Comment 2 Jakub Jelinek 2017-02-20 15:09:27 UTC 
*** Bug 1425107 has been marked as a duplicate of this bug. ***
Comment 3 Jakub Jelinek 2017-02-20 15:12:54 UTC 
This has been reverted upstream today, the lock orl $0, -4(%esp) form of mfence has been done that way for performance reasons, but people who care about performance should not be using 32-bit code anyway, so it will be again lock orl $0, (%esp).
See http://gcc.gnu.org/r245577

This will be picked by Fedora gcc mid to late this week, then you'll need to rebuild anything that uses __sync_synchronize or similar atomic barriers and you care about running it under valgrind in 32-bit mode (the code is really harmless, because it doesn't change the word below sp, but valgrind is still unhappy about that).

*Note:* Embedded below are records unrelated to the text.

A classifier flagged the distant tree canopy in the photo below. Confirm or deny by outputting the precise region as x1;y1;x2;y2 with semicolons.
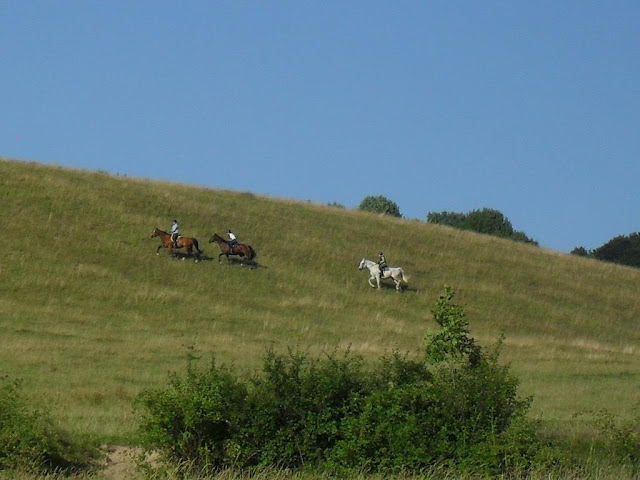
571;232;640;267
427;208;538;245
358;195;402;217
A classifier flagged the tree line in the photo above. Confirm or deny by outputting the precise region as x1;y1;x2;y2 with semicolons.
356;195;640;267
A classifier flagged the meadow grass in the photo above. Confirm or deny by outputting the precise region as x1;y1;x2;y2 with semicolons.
0;160;640;441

Comment 4 Mark Wielaard 2017-02-20 15:30:35 UTC 
Thanks. The valgrind bug related to below stack accesses to implement memory fences on i386 is https://bugs.kde.org/show_bug.cgi?id=374940
Comment 5 Fedora End Of Life 2017-02-28 11:28:12 UTC 
This bug appears to have been reported against 'rawhide' during the Fedora 26 development cycle.
Changing version to '26'.
Comment 6 Jakub Jelinek 2017-03-01 20:35:32 UTC 
Should be fixed in gcc-7.0.1-0.10.fc26.  You need to rebuild 32-bit packages that use such barriers and you want to run them under valgrind (outside of valgrind it is really harmless).